この伝統的な保全方法を用いて、パラオは尾根から岩礁、そしてその先に至る「全領域」管理アプローチを作り上げ、最も野心的な構成要素はパラオ国立海洋保護区である。パラオはPNMSの実施を進めるにあたり、すべてのプロセスの最前線にBulのコンセプトを据えている。

実現可能な要因

- ブル族の伝統的知識と慣習による圧倒的な地域社会の支持

- 国家政府による伝統的慣習の重要性の認識

- 伝統的な慣習を保全の正式な指針として活用することへの世界的な支持

教訓

- 法律が成立し、MPAが実施されるまでのプロセスにおいて、コミュニティの支援を早い段階から開始することは極めて重要であった。

- 伝統の重要性、コミュニティ主導の自然保護、環境保護の価値を認める組織や政府との永続的なパートナーシップを模索すること。

持続可能な資金調達メカニズムの確立

サンクチュアリの資金調達スキームも斬新で、サンクチュアリ設立の法律により、観光客はすべて原始パラダイス環境料金(PPEF)を支払わなければならず、この料金はPNMSの監視、執行、必要な管理のために使われる。

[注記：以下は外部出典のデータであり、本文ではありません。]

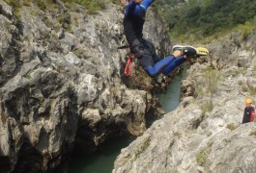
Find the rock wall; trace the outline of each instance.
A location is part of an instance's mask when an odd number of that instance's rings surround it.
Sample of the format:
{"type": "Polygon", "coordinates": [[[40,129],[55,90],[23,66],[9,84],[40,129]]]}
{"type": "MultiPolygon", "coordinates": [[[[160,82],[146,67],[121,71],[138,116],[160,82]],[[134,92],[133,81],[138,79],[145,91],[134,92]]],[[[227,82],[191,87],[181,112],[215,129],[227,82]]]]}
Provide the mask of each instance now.
{"type": "Polygon", "coordinates": [[[255,37],[207,45],[213,58],[187,70],[180,106],[123,149],[112,172],[255,172],[256,124],[242,124],[256,96],[255,37]]]}
{"type": "MultiPolygon", "coordinates": [[[[156,111],[147,86],[131,88],[123,74],[121,6],[89,15],[76,4],[43,3],[0,0],[0,172],[52,171],[73,149],[142,135],[156,111]]],[[[149,18],[145,37],[166,55],[165,28],[153,12],[149,18]]]]}

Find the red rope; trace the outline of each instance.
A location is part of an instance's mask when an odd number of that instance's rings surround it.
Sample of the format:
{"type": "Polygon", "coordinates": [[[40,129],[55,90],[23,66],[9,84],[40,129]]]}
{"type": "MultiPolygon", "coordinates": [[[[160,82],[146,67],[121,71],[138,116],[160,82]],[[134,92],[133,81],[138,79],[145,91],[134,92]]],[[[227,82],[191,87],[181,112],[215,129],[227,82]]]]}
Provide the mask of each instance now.
{"type": "Polygon", "coordinates": [[[127,77],[129,77],[131,75],[131,64],[132,64],[132,58],[133,58],[133,54],[129,53],[128,54],[128,62],[127,62],[127,65],[126,65],[126,68],[125,68],[125,75],[127,77]]]}

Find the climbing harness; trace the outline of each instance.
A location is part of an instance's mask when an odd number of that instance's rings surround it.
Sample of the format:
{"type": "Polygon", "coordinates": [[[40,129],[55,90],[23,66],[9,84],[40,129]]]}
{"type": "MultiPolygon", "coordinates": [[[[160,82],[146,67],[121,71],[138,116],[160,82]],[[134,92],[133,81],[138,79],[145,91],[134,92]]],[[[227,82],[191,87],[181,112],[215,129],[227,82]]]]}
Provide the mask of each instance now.
{"type": "MultiPolygon", "coordinates": [[[[121,46],[118,47],[118,49],[128,49],[128,45],[121,46]]],[[[131,69],[132,69],[132,58],[134,58],[134,55],[129,52],[128,57],[128,62],[124,70],[124,73],[127,77],[129,77],[131,75],[131,69]]]]}
{"type": "Polygon", "coordinates": [[[129,77],[131,75],[131,64],[132,64],[132,58],[134,58],[134,55],[129,53],[128,54],[128,62],[127,62],[127,65],[126,65],[126,68],[125,68],[125,75],[127,77],[129,77]]]}

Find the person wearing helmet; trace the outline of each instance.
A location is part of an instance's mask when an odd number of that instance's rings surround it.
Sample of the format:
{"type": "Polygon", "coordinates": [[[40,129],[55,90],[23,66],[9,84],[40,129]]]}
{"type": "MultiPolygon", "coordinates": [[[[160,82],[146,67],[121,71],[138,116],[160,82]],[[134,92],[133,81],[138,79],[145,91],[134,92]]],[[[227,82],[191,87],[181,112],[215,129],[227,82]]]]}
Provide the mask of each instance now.
{"type": "Polygon", "coordinates": [[[250,98],[245,99],[245,106],[246,107],[243,112],[242,124],[253,122],[255,115],[255,111],[254,108],[252,107],[252,100],[250,98]]]}
{"type": "Polygon", "coordinates": [[[172,55],[159,58],[154,44],[144,39],[142,33],[146,12],[155,0],[120,1],[126,6],[124,32],[130,52],[150,77],[155,78],[160,73],[168,75],[187,58],[197,55],[197,50],[192,46],[176,45],[172,55]]]}

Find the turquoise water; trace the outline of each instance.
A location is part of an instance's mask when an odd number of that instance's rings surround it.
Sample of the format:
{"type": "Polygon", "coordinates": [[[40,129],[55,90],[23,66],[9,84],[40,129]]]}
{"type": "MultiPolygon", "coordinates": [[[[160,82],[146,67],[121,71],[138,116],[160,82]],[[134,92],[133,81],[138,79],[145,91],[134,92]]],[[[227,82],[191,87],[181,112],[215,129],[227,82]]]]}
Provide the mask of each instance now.
{"type": "MultiPolygon", "coordinates": [[[[186,68],[185,68],[186,69],[186,68]]],[[[174,77],[167,90],[163,93],[157,94],[162,109],[165,112],[174,111],[180,104],[181,94],[181,81],[185,78],[186,70],[174,77]]]]}
{"type": "Polygon", "coordinates": [[[121,153],[121,149],[127,147],[133,137],[120,137],[105,142],[104,145],[92,156],[71,159],[70,173],[111,173],[114,161],[121,153]]]}
{"type": "MultiPolygon", "coordinates": [[[[180,103],[181,80],[186,70],[177,75],[168,86],[164,93],[158,94],[159,101],[165,112],[174,111],[180,103]]],[[[134,140],[132,137],[124,136],[105,142],[96,153],[90,157],[73,157],[70,173],[111,173],[114,161],[121,149],[128,146],[134,140]]]]}

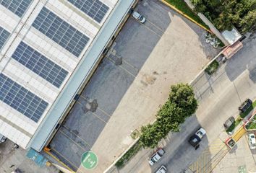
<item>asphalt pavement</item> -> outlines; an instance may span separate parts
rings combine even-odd
[[[160,143],[166,154],[159,162],[150,167],[148,159],[153,151],[144,149],[119,172],[155,172],[161,164],[167,167],[168,172],[182,172],[219,137],[224,130],[224,121],[239,114],[241,102],[246,98],[253,99],[256,97],[256,37],[252,36],[243,43],[244,48],[213,76],[200,75],[192,84],[199,109],[182,125],[180,133],[170,134]],[[198,126],[206,130],[207,136],[195,151],[187,141]]]

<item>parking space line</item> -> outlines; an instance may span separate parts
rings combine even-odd
[[[92,113],[93,113],[96,117],[98,117],[98,119],[100,119],[101,120],[102,120],[103,122],[104,122],[106,124],[107,123],[106,121],[105,121],[103,119],[102,119],[101,117],[100,117],[99,116],[98,116],[97,114],[95,114],[95,112],[92,112]]]
[[[153,25],[155,28],[158,29],[159,30],[161,30],[161,32],[163,32],[163,33],[164,33],[164,31],[161,29],[158,25],[156,25],[155,24],[151,22],[149,19],[147,19],[147,22],[150,22],[150,24],[152,24],[152,25]]]
[[[43,151],[50,156],[51,156],[52,158],[54,158],[56,161],[58,161],[59,163],[60,163],[61,165],[63,165],[65,168],[67,168],[68,170],[69,170],[72,173],[74,173],[75,172],[74,170],[72,170],[71,168],[69,168],[67,165],[66,165],[64,163],[63,163],[61,161],[60,161],[56,156],[55,156],[54,154],[52,154],[51,152],[44,150]]]
[[[133,19],[133,18],[132,18]],[[157,34],[155,31],[152,30],[150,28],[149,28],[148,27],[147,27],[146,25],[145,25],[144,24],[140,23],[139,21],[137,21],[135,19],[133,19],[134,20],[136,21],[136,22],[139,23],[140,25],[142,25],[143,27],[145,27],[145,28],[147,28],[148,30],[149,30],[150,31],[151,31],[153,33],[155,34],[157,36],[158,36],[159,37],[161,37],[162,36],[161,36],[160,35]]]
[[[110,58],[106,57],[107,59],[108,59],[110,61],[111,61],[114,64],[115,64],[115,62]],[[123,70],[124,70],[125,71],[127,71],[129,74],[130,74],[132,76],[133,76],[134,78],[135,78],[136,76],[135,75],[133,75],[131,72],[129,72],[128,70],[127,70],[126,68],[124,68],[122,66],[119,66],[118,67],[122,68]]]
[[[54,149],[54,148],[51,148],[51,150],[54,151],[54,152],[56,152],[56,154],[58,154],[59,155],[60,155],[61,157],[63,157],[66,161],[67,161],[70,164],[72,164],[74,167],[75,167],[77,169],[78,169],[78,167],[77,166],[74,165],[74,164],[73,162],[72,162],[71,161],[69,161],[69,159],[67,159],[66,157],[64,157],[61,153],[59,153],[58,151],[56,151],[56,149]]]
[[[84,99],[85,99],[85,101],[88,102],[88,99],[86,99],[83,95],[80,94],[80,97],[81,97],[82,98],[83,98]],[[103,110],[102,110],[98,105],[97,108],[98,108],[102,112],[103,112],[104,114],[106,114],[106,115],[108,115],[108,117],[111,117],[109,114],[108,114],[108,113],[106,112]]]
[[[107,112],[106,112],[103,110],[102,110],[101,107],[98,107],[98,108],[104,114],[106,114],[106,115],[108,115],[108,117],[111,117],[109,114],[108,114]]]
[[[69,130],[69,128],[67,127],[66,127],[66,125],[61,125],[61,127],[64,127],[64,128],[66,128],[67,130]],[[69,131],[69,132],[72,133],[73,135],[74,135],[75,136],[78,137],[80,139],[81,139],[82,141],[84,141],[88,146],[89,146],[90,147],[91,146],[88,142],[86,142],[83,138],[82,138],[80,136],[79,136],[78,135],[77,135],[76,133],[74,133],[72,131]]]
[[[82,104],[81,102],[80,102],[78,100],[77,101],[77,103],[80,104],[81,105],[82,105]],[[102,119],[101,117],[100,117],[99,116],[97,115],[97,114],[91,112],[96,117],[98,117],[99,120],[102,120],[103,122],[104,122],[106,124],[107,123],[107,122],[106,122],[103,119]]]
[[[70,141],[72,141],[72,142],[74,143],[74,144],[76,144],[77,146],[79,146],[81,149],[84,150],[85,151],[87,151],[85,148],[82,148],[80,145],[79,145],[76,141],[74,141],[73,139],[70,138],[65,133],[64,133],[63,131],[61,131],[60,129],[59,129],[59,131],[60,133],[61,133],[64,136],[65,136],[68,139],[69,139]]]
[[[113,53],[113,51],[111,51],[111,53]],[[127,63],[128,66],[129,66],[130,67],[132,67],[132,68],[134,68],[135,70],[138,71],[138,69],[135,67],[134,66],[132,66],[132,64],[130,64],[129,63],[128,63],[127,61],[126,61],[124,58],[122,58],[121,57],[120,57],[119,56],[115,54],[115,56],[116,56],[119,58],[121,58],[122,61],[124,61],[125,63]]]

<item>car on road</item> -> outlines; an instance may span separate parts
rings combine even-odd
[[[0,143],[5,142],[5,141],[7,141],[7,137],[3,136],[2,134],[0,134]]]
[[[223,124],[225,129],[229,129],[234,123],[235,120],[235,118],[232,116],[229,117],[229,119],[225,121]]]
[[[167,168],[164,165],[161,166],[161,167],[155,172],[155,173],[166,173],[166,172],[167,172]]]
[[[133,12],[132,16],[137,20],[138,20],[141,23],[145,23],[146,22],[146,19],[142,14],[138,13],[137,12]]]
[[[160,160],[164,153],[165,151],[162,148],[158,148],[148,160],[150,165],[153,166],[155,162]]]
[[[241,104],[241,105],[238,107],[238,110],[240,111],[240,113],[243,113],[247,111],[249,107],[250,107],[252,104],[252,101],[250,99],[247,99]]]
[[[255,135],[253,133],[249,134],[249,145],[250,149],[256,149]]]
[[[192,135],[189,139],[189,143],[194,146],[195,148],[197,148],[199,146],[200,142],[202,141],[202,138],[205,136],[206,131],[202,128],[200,128],[194,135]]]

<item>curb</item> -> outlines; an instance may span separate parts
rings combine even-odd
[[[207,29],[206,27],[205,27],[204,26],[202,26],[202,25],[199,24],[197,21],[195,21],[195,19],[193,19],[192,18],[191,18],[190,17],[187,16],[186,14],[184,14],[184,12],[182,12],[182,11],[180,11],[179,9],[176,9],[175,6],[171,5],[170,4],[168,4],[168,2],[166,2],[165,0],[160,0],[160,1],[161,1],[163,4],[164,4],[165,5],[168,6],[168,7],[170,7],[171,9],[174,9],[174,11],[177,12],[179,14],[182,14],[183,17],[186,17],[187,19],[188,19],[189,20],[190,20],[191,22],[192,22],[193,23],[197,25],[199,27],[200,27],[201,28],[204,29],[205,30],[213,33],[213,32],[211,32],[210,30]]]
[[[133,143],[103,172],[103,173],[106,173],[113,168],[116,163],[135,144],[135,143],[137,142],[137,141],[139,141],[139,139],[140,137],[137,138],[135,141],[133,141]]]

この年間150万ドルの収入を補うために、パラオのパートナーや友人たちからの寄付金集めや、寄付金を入れるためのサンクチュアリ基金設立の準備も進められている。

この追加資金の多くは、法律を執行するための包括的な監視・モニタリングプログラムの確立に充てられる。 この監視活動の強化は、ミクロネシア地域における近隣諸国や主要パートナーである米国、日本、オーストラリア、中華民国(台湾)との国境を越えた協力の継続と拡大に不可欠な要素である。

実現可能な要因

-パラオの環境を守るために追加料金を徴収することは、パラオの観光客にとって最善のことである。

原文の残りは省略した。